A London-based cryptocurrency hedge fund is staying afloat despite a sharp drop in digital asset prices this year.
Nickel Digital Asset Management's market-neutral arbitrage fund is down about 0.6% this year, while bitcoin is down about 40% and the tech-heavy Nasdaq is down about 24% over the same period. As of April 30, the cumulative performance of Nickel's arbitrage fund since inception in June 2019 was just over 30%, excluding all fees. The firm manages about $300 million.
Nickel's CEO, Anatoly Crachilov, attributes the positive performance to not taking directional views on the market and not using long or short bets on crypto assets. Instead, the firm relies mainly on price dislocations in cryptocurrencies. "What you're really exploiting is dislocation between spot and derivative markets," along with arbitrage across different crypto exchanges, Crachilov told CoinDesk.
Investors in the funds can't make massive profits during a period of rising crypto prices, but their capital is protected during market corrections, Crachilov said. "When [the] market goes down, I want to protect my capital, and that's exactly what this strategy delivers."

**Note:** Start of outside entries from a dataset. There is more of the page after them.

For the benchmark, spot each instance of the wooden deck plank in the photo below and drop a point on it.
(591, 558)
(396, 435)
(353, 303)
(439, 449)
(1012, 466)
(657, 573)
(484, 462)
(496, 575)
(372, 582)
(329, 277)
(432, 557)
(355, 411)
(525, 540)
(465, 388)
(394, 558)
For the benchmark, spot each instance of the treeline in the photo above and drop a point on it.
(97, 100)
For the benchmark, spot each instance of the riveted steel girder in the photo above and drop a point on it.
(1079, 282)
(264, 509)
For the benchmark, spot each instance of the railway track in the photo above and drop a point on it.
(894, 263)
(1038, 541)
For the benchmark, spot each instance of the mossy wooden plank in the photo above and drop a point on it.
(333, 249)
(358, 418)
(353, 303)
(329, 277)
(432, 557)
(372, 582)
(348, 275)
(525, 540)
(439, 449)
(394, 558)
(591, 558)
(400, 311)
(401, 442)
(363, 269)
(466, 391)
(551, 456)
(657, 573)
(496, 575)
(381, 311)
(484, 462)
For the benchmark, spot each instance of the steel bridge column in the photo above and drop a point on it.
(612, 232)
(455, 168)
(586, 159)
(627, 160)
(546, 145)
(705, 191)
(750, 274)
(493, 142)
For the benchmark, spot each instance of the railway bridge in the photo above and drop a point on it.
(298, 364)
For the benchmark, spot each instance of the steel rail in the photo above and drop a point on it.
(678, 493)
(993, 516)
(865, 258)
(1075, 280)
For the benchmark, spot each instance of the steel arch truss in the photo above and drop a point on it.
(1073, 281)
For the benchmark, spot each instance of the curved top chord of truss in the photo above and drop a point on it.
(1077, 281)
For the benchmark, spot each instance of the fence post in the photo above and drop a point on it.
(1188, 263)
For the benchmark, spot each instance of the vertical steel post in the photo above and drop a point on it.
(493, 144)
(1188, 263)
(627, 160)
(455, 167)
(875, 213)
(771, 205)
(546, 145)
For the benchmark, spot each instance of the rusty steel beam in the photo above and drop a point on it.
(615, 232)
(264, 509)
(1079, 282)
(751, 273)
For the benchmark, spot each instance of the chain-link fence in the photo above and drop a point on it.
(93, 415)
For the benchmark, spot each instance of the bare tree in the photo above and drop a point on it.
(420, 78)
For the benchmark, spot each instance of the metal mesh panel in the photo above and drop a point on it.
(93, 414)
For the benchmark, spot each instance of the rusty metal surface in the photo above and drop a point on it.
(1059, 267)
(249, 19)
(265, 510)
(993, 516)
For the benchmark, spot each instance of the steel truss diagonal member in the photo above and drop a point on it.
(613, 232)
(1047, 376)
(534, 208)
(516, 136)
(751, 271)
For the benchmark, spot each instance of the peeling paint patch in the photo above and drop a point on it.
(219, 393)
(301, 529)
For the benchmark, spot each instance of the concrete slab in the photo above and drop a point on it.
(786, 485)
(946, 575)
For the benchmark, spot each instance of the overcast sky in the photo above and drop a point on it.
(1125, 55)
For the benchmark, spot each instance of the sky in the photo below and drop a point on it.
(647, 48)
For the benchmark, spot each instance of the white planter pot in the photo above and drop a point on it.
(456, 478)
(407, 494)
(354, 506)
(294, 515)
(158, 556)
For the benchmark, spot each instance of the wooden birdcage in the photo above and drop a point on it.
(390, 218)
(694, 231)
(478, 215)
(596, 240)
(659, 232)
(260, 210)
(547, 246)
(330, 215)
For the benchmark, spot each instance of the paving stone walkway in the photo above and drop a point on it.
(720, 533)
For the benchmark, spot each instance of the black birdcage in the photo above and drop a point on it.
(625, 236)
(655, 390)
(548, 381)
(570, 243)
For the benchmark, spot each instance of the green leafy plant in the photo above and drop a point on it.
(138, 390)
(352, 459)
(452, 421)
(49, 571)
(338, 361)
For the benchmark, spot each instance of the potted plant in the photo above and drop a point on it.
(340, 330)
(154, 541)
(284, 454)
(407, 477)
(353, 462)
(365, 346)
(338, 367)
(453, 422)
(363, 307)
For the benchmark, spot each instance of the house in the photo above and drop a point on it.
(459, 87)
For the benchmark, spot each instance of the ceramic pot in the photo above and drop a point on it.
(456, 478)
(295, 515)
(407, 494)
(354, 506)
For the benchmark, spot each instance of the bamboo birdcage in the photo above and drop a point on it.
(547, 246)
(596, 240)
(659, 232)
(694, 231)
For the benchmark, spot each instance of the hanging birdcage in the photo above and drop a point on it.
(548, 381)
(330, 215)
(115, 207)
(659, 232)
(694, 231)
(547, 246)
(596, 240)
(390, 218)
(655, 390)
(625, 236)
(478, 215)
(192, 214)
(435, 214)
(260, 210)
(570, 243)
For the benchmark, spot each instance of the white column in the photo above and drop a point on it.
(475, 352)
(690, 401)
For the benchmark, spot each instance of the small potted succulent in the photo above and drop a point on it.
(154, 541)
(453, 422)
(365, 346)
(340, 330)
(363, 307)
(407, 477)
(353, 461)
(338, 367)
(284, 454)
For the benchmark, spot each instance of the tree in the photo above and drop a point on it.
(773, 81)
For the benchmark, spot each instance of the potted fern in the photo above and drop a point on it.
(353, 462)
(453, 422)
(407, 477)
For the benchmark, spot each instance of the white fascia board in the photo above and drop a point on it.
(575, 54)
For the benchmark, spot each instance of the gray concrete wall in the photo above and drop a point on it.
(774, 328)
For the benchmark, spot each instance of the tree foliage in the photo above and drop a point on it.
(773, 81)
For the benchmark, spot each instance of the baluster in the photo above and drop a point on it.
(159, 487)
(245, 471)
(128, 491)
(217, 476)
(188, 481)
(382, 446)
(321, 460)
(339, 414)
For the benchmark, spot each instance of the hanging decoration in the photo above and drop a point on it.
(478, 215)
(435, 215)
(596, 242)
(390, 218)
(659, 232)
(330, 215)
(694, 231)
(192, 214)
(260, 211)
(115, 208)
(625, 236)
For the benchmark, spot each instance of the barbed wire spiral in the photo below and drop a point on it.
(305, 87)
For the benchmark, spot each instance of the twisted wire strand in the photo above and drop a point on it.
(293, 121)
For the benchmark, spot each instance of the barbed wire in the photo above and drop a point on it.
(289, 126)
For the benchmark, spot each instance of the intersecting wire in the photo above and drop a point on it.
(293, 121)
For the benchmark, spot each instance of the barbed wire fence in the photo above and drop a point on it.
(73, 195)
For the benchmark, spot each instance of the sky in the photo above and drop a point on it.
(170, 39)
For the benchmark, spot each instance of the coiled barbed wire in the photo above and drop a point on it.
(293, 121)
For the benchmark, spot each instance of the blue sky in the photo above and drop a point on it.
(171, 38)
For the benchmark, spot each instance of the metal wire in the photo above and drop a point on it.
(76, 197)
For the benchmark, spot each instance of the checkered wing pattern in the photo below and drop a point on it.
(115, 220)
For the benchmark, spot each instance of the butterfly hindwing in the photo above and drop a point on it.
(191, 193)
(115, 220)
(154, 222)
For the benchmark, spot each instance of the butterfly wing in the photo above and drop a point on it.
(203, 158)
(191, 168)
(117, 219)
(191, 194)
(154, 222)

'Volatility is our friend'
Typical market-neutral equity arbitrage funds yield about 8% annually, according to Crachilov, who previously worked at Goldman Sachs and JPMorgan. He believes crypto funds can beat that figure in the short term as major market dislocations occur. In the longer term, as crypto markets become more efficient, Crachilov expects similar returns for his clients in the 8-10% range. Last year, Nickel's arbitrage fund returned 15%.
Nickel's arbitrage fund avoided Terra exposure, although Crachilov noted as a bright spot for the industry that derivatives markets remained "very orderly" during Terra's collapse. He cited that most exchanges remained open for trading, whereas in earlier years there was greater systemic risk to crypto assets and exchanges. The ecosystem has improved, he added.
As for the overall volatility of the crypto sector, Crachilov and Nickel's team of former Wall Street and hedge fund professionals embrace it.
"Volatility is our friend," he said. "When people complain that crypto is way too volatile - from my perspective, it's not as volatile as I would like it to be," Crachilov told CoinDesk.
It remains a choppy environment for crypto participants, as Galaxy Digital CEO Michael Novogratz pointed out in a tweet on Friday.
"Crypto is trading poorly," Novogratz wrote. "This will be a time to test people's convictions. We will find a bottom when we find it. The move away from trading markets is because we don't have corporate buybacks and giant pension shifts causing this pressure on equity markets."